Trudeau’s biggest impact on the oil and gas industry’s economic wellbeing may be yet to come. Its longer-term viability in a decarbonizing global economy, after all, will depend on it reaching its stated net zero targets. That’s an increasingly unlikely prospect given the industry’s lack of recent progress and the perverse political incentives that Trump and Poilievre will create around climate change. But if they do somehow get there, they’ll have Trudeau’s policies to thank for ushering them down that road. 

His government took the baton from Rachel Notley’s NDP on industrial carbon pricing, enforcing the rising carbon price that would have otherwise been abandoned by the UCP government and its oil and gas industry funders. It created a generous tax credit for the carbon capture and storage projects the industry claims are essential to its decarbonization efforts. It even provided industry with a kind of insurance against Pierre Poilievre’s pledge to “axe the tax” in the form of so-called “carbon contracts for difference.” 

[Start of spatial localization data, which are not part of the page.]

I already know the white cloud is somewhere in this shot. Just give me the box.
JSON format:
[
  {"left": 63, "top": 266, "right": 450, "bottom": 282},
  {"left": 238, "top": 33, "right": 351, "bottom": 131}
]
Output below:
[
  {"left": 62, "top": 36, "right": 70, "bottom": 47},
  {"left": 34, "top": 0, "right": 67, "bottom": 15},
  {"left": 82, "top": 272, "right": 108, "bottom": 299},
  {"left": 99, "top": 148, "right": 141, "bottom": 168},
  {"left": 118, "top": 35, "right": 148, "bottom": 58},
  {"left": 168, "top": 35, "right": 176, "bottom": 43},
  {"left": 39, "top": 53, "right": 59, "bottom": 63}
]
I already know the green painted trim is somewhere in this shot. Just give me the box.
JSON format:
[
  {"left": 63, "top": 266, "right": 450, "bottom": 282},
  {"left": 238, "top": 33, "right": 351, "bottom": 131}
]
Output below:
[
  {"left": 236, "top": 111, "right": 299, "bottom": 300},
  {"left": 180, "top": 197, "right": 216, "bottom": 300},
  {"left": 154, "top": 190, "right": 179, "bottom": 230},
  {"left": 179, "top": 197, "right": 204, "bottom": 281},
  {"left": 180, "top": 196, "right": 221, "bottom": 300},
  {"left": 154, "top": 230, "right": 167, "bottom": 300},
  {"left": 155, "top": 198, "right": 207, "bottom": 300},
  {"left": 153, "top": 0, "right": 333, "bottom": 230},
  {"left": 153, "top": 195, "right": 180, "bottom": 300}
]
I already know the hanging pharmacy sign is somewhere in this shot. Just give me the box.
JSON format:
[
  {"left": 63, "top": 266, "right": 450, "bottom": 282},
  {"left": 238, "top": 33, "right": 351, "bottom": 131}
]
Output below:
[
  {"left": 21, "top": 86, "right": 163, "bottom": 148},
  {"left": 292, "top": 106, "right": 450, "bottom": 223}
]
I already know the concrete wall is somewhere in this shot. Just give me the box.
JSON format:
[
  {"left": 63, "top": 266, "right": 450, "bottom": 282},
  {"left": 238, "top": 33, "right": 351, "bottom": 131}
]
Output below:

And yes, the Liberals created an emissions cap for the oil sand that formalized the industry’s own stated commitments and capacities. Said industry could have used to advertise its dedication to being the most ethical source of petroleum on earth, and embraced the challenge of doing what it said it would. Instead, like so many of the Trudeau government’s climate policies, the emissions cap was portrayed as an intolerable affront to their economic interests — yet another supposed example of Trudeau trying to “kill” their industry. 

Ironically, this might have been Trudeau’s biggest gift to the oil and gas industry: a boogeyman that it and its political patrons could use to distract shareholders and voters from the sector’s litany of failures. Trudeau’s election in 2015 almost immediately blinded many Albertans to the true source of their economic challenges that began with the 2014 crash in oil prices engineered by Saudi Arabia. Most have declined to regain the use of their sight ever since. 

At some point, though, they’ll have to open their eyes. When they do, they’ll see that Alberta isn’t in control of its destiny here, and it hasn’t been for a very long time. It’s at the mercy of a petroleum market that’s in the midst of a massive transformation that no domestic politician can arrest, much less reverse. Global demand for oil will almost certainly peak in the first four years of a Pierre Poilievre government, with demand for gas soon to follow. By then, the big question will be how fast it will fall. 

Oil and gas CEOs think Justin Trudeau has been trying to kill their industry. The facts suggest he's been doing something else — trying to save it from them and the future they refuse to prepare for.

Trudeau’s government and its climate policies were all about preparing Alberta’s oil and gas industry for that moment. When it arrives — and it will — they might want to apologize to the prime minister they’ve so loved to hate.